Normally, a Python source file must be entirely made up of characters from the ASCII set (character codes between 0 and 127). However, you may choose to tell Python that in a certain source file you are using a character set that is a superset of ASCII. In this case, Python allows that specific source file to contain characters outside the ASCII set, but only in comments and string literals. To accomplish this, start your source file with a comment whose form must be as rigid as the following:
# -*- coding: utf-8 -*-
Between the coding: and the -*-, write the name of a codec known to Python, such as utf-8 or iso-8859-1. Note that this coding directive comment is taken as such only if it is at the start of a source file (possibly after the "shebang line" covered in "Running Python Programs" on page 28), and that the only effect of a coding directive is to let you use non-ASCII characters in string literals and comments.
Tokens
Python breaks each logical line into a sequence of elementary lexical components known as tokens. Each token corresponds to a substring of the logical line.
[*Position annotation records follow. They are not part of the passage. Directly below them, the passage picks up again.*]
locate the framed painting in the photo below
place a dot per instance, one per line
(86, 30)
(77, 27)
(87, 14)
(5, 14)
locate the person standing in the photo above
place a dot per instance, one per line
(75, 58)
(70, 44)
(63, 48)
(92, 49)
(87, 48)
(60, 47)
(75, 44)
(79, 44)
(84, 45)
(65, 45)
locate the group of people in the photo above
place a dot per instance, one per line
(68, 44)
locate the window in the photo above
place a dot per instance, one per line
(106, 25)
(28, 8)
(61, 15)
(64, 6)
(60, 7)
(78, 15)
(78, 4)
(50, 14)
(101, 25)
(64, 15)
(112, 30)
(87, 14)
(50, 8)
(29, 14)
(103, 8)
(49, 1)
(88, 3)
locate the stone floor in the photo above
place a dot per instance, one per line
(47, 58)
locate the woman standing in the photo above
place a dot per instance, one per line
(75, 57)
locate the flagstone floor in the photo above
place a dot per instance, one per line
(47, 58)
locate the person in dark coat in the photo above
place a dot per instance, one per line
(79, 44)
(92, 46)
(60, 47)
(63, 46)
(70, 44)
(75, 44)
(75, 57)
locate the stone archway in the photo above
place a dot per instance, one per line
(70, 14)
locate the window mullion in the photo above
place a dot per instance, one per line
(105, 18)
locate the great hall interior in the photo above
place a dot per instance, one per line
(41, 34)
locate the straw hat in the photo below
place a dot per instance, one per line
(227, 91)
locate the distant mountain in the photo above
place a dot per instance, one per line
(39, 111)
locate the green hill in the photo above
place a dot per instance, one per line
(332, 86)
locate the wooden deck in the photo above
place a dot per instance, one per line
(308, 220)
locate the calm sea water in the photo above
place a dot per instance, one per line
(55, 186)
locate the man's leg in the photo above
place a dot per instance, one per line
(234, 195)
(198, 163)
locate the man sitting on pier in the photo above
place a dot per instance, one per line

The normal token types are identifiers, keywords, operators, delimiters, and literals, as covered in the following sections. You may freely use whitespace between tokens to separate them. Some whitespace separation is necessary between logically adjacent identifiers or keywords; otherwise, Python would parse them as a single, longer identifier. For example, printx is a single identifier; to write the keyword print followed by the identifier x, you need to insert some whitespace (e.g., print x).
Identifiers
An identifier is a name used to identify a variable, function, class, module, or other object. An identifier starts with a letter (A to Z or a to z) or an underscore (_) followed by zero or more letters, underscores, and digits (0 to 9). Case is significant in Python: lowercase and uppercase letters are distinct. Python does not allow punctuation characters such as @, $, and % within identifiers.
Normal Python style is to start class names with an uppercase letter and all other identifiers with a lowercase letter. Starting an identifier with a single leading underscore indicates by convention that the identifier is meant to be private. Starting an identifier with two leading underscores indicates a strongly private identifier; if the identifier also ends with two trailing underscores, the identifier is a language-defined special name. The identifier _ (a single underscore) is special in interactive interpreter sessions: the interpreter binds _ to the result of the last expression statement it has evaluated interactively, if any.